Moscow - Arab today
Director of the Russian Foreign Ministry’s Non-Proliferation and Arms Control Department Mikhail Ulyanov affirmed on Thursday that the United States desperately prevents international personnel from visiting al-Shayrat air base in Syria’s Homs to investigate the Khan Sheikhoun alleged chemical weapons attack despite the Syrian government’s invitation and its willingness to guarantee the safety of the trip.
He stressed in an exclusive interview with Novosti news agency that the recent allegations by the United States that it has intelligence information about dropping a sarin bomb near Khan Sheikhoun raise serious doubts.
“The US version regarding an aerial bomb being dropped from a Syrian air force plane raises serious doubts,” Ulyanov said in the interview.
“Elementary logic suggests that Washington should have insisted on an urgent visit to Shayrat by the UN and OPCW specialists in order to incriminate Damascus on an international level of violating the Convention on the Prohibition of Chemical Weapons,” he noted, adding that the United States attacked the site three days after the April 4 chemical incident.
“But no, the United States desperately prevents international personnel from visiting the air base despite the Syrian government’s invitation and its willingness to guarantee the safety of the trip,” he said.
Commenting on footage allegedly filmed by the opposition at the site of the April 4 incident in Idleb province and was taken by Washington as possible evidence of a chemical attack in the town, Ulyanov said that in many of these pictures and video clips no pieces or parts of aerial bombs can be seen, but what can be seen clearly in the crater of the explosion is a metal tube, which suggests that the ammunition that was stuffed with sarin was detonated on the ground by those armed groups that control the area of Khan Sheikhoun.

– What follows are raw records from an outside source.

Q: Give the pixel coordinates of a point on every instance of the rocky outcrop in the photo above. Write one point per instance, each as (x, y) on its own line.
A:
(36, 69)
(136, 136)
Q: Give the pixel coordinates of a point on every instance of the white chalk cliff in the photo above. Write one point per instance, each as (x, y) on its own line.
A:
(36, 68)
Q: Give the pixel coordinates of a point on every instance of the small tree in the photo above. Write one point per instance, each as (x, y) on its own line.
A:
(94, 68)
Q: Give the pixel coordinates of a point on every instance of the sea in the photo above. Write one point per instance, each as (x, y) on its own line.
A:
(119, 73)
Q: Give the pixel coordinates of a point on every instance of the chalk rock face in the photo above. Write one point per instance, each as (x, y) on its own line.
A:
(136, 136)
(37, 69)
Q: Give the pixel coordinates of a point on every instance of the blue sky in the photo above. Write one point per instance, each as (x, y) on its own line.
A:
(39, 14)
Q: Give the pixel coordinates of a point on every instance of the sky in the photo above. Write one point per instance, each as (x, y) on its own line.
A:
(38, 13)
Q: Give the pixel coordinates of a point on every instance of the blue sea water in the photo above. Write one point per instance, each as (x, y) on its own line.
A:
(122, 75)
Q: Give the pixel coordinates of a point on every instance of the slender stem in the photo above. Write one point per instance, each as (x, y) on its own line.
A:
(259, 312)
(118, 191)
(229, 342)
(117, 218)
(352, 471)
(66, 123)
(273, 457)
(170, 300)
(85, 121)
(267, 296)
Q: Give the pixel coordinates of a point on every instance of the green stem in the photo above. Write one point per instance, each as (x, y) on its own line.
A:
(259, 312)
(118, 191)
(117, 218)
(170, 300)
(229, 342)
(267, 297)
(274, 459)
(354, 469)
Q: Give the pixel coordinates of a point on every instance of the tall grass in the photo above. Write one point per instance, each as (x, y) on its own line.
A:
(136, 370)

“Such a high degree of readiness to respond, and not in a metropolis but in a small provincial town with a population of 40,000, suggests that the ‘rescuers’ were on the scene before it happened,” he said.
“References to the presence of irrefutable proof in the American intelligence community, which remain unpresented, do not have any credibility, especially since the memory of the confusion surrounding the ‘weapons of mass destruction of Saddam Hussein’ is still fresh,” he noted.